First published May 13, 2005

A number of readers have emailed with comments about the photo of me that runs with this column. First, let me clear up the main point of confusion – I’m the one on the right.

The one on the left is Brenna The Dog, who not only thinks she’s human, she thinks I’m sending her to Princeton next fall.

We have three cats and Brenna The Dog living in our house right now, which leaves us just about one goat short of a petting zoo. All four members of our livestock contingent enjoy a similarly elevated view of their position in the overall scheme of things.

This, like pretty much everything around our house, is my fault.

In this space a few weeks ago I mentioned that if something is alive around here, my wife is in charge. In the case of the animals, this is because when it comes to anything with fur and sad eyes, I’m a C. P. – a Complete Pushover.

Being a C. P. has its advantages. When I come home, all the animals converge on me like hungry panhandlers. If I’ve been gone for more than about fifteen minutes, they hold a tickertape parade and present me with the ceremonial Key to the Litter Box.

As much as I’d like to think this adulation reflects their undying esteem for me as a person, I know better. In their eyes I’m really more of a giant Milk Bone and Tuna Snaps dispenser.

This leaves my wife to be the disciplinarian. She’s the one who has to say things like, “No! You do not eat Hondas! Bad Dog!” while I stand behind her and silently make conciliatory gestures in Doggie Sign Language. She takes them to the vet and throws the pills down their throats, while I let them lick out the ice cream dishes. She makes them get off of wherever they’re not supposed to be on, and I… don’t.

Of course, this inter-species love fest is a two-way street.

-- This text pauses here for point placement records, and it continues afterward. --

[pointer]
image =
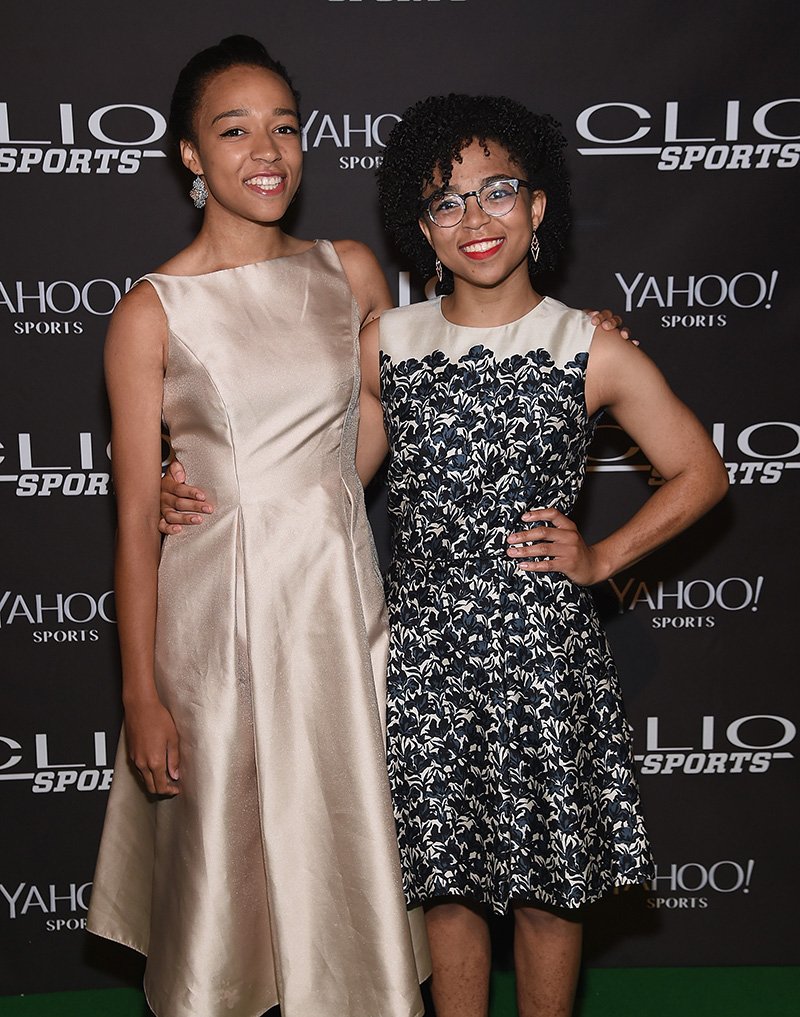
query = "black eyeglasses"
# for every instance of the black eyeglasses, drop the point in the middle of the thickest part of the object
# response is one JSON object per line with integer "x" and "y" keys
{"x": 495, "y": 198}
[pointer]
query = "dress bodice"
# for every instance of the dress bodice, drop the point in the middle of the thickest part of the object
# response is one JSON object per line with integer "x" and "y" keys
{"x": 483, "y": 424}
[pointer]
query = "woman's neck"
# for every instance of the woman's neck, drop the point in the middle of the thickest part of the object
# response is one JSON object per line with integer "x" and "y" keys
{"x": 486, "y": 306}
{"x": 226, "y": 242}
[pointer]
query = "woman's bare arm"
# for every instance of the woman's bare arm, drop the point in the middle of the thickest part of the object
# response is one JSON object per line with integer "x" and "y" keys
{"x": 134, "y": 359}
{"x": 621, "y": 378}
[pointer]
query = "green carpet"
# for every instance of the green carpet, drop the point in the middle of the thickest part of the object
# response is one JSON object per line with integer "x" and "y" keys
{"x": 693, "y": 992}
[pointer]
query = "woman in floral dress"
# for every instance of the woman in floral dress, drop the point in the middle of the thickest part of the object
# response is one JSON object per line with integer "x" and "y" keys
{"x": 508, "y": 750}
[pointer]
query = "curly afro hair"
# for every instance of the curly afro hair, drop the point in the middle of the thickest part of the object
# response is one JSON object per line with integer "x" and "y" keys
{"x": 433, "y": 133}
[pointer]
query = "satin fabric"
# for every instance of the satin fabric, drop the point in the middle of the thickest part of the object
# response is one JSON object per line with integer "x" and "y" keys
{"x": 273, "y": 877}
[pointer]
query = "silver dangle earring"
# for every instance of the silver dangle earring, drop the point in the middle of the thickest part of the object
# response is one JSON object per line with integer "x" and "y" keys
{"x": 535, "y": 246}
{"x": 198, "y": 192}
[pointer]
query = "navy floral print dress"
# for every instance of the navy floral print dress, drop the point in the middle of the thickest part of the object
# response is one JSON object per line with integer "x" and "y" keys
{"x": 509, "y": 754}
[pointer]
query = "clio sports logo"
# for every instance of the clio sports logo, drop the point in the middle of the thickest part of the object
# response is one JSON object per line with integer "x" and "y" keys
{"x": 74, "y": 140}
{"x": 732, "y": 136}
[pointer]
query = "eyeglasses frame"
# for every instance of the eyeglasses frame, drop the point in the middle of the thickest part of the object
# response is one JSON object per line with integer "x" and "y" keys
{"x": 425, "y": 205}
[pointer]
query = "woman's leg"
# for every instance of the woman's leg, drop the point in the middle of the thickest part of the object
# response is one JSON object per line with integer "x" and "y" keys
{"x": 547, "y": 960}
{"x": 462, "y": 956}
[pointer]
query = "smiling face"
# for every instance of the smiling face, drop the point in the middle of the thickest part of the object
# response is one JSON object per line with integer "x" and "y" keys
{"x": 484, "y": 250}
{"x": 247, "y": 144}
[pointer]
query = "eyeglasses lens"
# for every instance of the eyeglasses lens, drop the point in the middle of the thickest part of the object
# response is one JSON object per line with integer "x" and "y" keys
{"x": 496, "y": 198}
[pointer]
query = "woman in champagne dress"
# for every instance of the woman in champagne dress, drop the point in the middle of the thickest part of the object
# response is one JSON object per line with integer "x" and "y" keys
{"x": 258, "y": 862}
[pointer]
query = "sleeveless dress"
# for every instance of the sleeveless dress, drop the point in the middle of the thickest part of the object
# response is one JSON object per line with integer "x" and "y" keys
{"x": 273, "y": 877}
{"x": 509, "y": 754}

Brenna The Dog is always willing to snuggle up with me and share the scent of the dead bluegill she’s been rolling in, while the cats are glad to favor me by hocking a hairball into my loafers.

One thing I don’t understand is how every animal everywhere seems to know that I’m a C. P. All I can figure is that there must have been some sort of feature article about me in the Fuzzy Guys Newsletter.

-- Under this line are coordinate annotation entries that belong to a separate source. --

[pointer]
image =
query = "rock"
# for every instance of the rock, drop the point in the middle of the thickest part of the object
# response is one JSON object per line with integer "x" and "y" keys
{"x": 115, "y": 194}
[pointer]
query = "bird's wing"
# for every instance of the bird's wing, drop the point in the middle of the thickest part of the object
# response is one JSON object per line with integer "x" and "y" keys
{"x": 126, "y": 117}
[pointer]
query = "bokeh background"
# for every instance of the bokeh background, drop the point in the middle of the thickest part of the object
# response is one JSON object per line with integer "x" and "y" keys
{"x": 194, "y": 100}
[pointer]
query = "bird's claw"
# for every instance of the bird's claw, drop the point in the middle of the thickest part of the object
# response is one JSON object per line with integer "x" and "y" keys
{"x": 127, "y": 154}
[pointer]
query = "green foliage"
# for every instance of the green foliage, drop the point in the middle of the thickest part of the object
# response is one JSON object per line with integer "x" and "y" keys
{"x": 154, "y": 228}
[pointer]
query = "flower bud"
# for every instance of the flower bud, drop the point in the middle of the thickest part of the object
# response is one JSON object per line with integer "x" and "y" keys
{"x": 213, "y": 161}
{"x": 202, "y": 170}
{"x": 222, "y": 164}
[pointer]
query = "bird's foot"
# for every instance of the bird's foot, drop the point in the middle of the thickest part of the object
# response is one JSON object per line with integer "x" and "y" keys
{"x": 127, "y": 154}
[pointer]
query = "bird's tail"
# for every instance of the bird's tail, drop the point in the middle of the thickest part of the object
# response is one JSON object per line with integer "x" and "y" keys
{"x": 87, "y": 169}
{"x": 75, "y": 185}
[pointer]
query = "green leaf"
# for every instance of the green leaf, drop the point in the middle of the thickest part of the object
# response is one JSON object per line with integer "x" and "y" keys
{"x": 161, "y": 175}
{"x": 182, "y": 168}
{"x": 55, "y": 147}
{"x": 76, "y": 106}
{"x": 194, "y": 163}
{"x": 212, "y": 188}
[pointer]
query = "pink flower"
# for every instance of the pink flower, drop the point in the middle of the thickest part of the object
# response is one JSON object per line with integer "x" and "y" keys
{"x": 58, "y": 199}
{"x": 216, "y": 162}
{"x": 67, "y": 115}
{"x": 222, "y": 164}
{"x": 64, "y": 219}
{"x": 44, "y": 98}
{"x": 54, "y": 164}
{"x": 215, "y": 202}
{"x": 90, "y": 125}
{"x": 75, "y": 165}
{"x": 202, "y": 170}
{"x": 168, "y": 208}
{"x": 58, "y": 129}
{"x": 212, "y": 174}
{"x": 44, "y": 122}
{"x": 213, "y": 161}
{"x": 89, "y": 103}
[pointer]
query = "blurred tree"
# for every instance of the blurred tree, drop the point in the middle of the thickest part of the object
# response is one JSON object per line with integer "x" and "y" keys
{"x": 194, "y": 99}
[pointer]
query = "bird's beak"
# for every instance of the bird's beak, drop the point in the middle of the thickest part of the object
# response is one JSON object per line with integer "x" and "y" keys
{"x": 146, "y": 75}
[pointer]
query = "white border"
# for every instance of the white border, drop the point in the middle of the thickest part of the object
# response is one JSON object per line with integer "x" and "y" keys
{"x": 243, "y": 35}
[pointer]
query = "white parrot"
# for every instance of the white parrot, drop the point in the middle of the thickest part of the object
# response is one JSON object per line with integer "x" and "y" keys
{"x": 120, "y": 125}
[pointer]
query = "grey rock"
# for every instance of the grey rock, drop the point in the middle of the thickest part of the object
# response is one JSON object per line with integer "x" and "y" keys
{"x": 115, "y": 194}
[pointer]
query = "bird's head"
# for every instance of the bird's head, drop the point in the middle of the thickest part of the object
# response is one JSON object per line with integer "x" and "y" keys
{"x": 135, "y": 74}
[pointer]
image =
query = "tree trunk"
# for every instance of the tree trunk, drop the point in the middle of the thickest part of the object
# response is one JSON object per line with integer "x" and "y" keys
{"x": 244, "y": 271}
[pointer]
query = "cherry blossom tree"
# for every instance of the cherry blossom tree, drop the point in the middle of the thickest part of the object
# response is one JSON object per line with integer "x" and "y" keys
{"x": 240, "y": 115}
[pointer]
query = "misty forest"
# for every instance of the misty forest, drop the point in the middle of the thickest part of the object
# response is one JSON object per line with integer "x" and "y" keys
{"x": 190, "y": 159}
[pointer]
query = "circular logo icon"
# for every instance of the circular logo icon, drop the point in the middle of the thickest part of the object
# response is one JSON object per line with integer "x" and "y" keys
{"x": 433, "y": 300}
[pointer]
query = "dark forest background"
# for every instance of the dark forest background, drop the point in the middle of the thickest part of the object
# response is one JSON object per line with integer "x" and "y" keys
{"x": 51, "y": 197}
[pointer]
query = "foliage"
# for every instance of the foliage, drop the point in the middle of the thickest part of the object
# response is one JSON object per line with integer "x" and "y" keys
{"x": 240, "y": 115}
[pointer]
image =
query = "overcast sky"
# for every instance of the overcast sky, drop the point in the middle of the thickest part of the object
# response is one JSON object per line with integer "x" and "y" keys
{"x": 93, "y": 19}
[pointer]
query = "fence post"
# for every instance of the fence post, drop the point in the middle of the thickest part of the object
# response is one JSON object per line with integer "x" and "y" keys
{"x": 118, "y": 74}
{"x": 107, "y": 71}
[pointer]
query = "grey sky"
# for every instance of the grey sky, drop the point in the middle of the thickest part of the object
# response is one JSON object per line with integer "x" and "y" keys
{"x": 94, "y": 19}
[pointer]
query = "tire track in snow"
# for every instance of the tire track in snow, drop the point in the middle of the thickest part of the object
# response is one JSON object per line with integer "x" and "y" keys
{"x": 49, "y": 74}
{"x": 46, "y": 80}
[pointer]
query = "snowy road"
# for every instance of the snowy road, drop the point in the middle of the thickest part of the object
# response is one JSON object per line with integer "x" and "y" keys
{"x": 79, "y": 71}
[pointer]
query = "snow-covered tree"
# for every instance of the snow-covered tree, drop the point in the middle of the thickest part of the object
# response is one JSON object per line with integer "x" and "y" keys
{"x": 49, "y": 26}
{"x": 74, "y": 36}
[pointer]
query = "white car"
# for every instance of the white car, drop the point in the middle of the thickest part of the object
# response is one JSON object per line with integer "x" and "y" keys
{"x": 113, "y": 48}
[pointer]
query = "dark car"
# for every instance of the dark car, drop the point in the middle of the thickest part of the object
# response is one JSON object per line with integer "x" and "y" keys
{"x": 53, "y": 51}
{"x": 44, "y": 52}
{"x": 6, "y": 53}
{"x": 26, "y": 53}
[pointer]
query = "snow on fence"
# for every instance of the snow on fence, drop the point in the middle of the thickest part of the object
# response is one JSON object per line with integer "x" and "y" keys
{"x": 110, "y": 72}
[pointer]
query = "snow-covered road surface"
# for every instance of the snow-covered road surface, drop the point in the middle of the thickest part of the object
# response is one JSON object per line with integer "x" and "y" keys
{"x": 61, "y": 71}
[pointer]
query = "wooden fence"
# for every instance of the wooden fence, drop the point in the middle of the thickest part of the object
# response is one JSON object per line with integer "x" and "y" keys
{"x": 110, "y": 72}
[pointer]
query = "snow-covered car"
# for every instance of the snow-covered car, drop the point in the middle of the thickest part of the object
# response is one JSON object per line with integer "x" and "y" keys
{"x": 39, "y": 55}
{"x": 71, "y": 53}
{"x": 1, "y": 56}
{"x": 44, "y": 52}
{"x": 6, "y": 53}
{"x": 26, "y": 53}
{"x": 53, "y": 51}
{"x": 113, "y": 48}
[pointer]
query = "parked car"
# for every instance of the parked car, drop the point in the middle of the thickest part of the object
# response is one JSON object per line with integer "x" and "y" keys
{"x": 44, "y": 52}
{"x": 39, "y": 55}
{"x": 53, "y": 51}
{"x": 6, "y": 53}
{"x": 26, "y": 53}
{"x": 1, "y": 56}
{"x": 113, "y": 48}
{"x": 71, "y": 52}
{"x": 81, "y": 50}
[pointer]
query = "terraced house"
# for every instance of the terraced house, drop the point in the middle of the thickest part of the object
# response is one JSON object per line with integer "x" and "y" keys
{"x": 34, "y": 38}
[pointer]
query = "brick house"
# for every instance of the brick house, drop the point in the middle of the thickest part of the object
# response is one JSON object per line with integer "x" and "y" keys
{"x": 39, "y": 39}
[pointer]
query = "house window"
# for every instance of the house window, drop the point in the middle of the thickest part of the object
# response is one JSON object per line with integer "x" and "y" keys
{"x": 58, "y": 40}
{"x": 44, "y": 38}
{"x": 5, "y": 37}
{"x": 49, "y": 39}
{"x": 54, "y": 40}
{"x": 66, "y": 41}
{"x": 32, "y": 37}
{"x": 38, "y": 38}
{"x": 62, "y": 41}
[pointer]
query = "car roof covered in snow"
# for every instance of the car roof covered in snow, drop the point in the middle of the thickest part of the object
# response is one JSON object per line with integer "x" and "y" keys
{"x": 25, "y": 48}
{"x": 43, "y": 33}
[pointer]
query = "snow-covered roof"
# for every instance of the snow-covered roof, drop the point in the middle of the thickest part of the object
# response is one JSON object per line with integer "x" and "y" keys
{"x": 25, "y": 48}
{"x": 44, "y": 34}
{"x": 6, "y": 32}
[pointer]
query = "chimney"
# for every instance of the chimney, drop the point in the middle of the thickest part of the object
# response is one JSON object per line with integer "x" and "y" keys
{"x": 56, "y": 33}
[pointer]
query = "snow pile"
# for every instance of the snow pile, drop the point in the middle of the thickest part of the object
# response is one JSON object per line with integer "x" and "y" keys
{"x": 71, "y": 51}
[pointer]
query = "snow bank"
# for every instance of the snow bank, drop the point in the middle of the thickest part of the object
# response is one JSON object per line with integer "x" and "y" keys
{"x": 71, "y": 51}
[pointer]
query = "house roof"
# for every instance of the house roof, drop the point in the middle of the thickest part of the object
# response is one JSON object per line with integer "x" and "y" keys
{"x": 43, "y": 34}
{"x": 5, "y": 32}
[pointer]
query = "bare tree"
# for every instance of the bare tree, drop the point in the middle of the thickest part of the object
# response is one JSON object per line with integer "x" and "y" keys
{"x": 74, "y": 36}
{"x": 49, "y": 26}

In any case, everywhere I go I’m a magnet for everything from pet ferrets to a friend’s little dog that is basically a cotton ball with a tail.

The ultimate expression of my C. P-ness came a few years ago when my son, then about eleven, came home with a puppy that was apparently half Rottweiler and half kangaroo.

True to form, I said, “Sure, let’s keep… it!” I was already designing a brand-new Beast House by the time my wife came home and sent little Slobbery back to the neighbors who owned the mother and who had discovered that my son and I actually did just fall off a turnip truck.

It’s a good thing somebody’s in charge around here.